I last saw Robert on 30 December 2014 when he gave me newly published history book and wrote a beautiful inscription, saying that he hoped this book inspired me for my next project, the title of which he decided would be ‘A forgotten identity’. I have just this week completed the draft proposal for my PhD thesis, A forgotten identity, which will be done in Robert’s honour.

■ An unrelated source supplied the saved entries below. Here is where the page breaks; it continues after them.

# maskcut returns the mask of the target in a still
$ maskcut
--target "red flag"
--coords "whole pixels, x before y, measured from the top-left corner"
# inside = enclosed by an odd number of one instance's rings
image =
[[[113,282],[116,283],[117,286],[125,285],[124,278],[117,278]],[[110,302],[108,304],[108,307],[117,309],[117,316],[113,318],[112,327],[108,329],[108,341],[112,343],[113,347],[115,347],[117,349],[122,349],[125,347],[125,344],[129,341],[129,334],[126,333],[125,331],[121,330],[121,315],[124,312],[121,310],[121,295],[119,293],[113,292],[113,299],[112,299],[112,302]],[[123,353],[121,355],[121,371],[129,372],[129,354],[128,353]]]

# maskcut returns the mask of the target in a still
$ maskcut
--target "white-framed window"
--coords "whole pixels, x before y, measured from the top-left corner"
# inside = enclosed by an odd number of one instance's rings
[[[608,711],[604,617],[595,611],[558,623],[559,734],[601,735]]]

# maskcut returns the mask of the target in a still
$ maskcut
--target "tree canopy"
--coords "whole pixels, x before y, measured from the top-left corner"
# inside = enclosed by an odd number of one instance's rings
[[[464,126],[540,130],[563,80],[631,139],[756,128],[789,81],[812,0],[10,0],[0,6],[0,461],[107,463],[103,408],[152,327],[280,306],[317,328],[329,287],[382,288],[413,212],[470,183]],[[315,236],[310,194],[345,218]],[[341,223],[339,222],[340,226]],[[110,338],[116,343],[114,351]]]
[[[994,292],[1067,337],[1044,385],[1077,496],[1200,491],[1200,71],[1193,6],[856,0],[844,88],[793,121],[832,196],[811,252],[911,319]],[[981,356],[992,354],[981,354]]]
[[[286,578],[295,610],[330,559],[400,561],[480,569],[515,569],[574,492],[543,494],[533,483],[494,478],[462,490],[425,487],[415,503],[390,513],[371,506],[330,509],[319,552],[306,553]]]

I just want to end by saying, I have spoken this morning about some things that you may or may not have known about Robert. I am now going to end with something that we all do know, and that is that Robert’s marriage to Sandy meant the world to him. Robert adored Sandy, the one person who loved and understood him above all others. It was indeed humbling to witness such an intense display of love in the way Sandy lovingly nursed Robert at home right to the end and as he took his last breaths last Tuesday, Sandy was holding his hand and telling him that she loved him. When I asked Sandy recently whether it was difficult to have been alone at a time like that, she replied that it wasn’t, saying: ‘the most intimate time in a marriage is not at the wedding, but at the time of death’. I feel truly privileged to have encountered in my lifetime these two wonderful people, from whom I have learnt not only about history, but have reminded about the beauty of love between a man and a woman.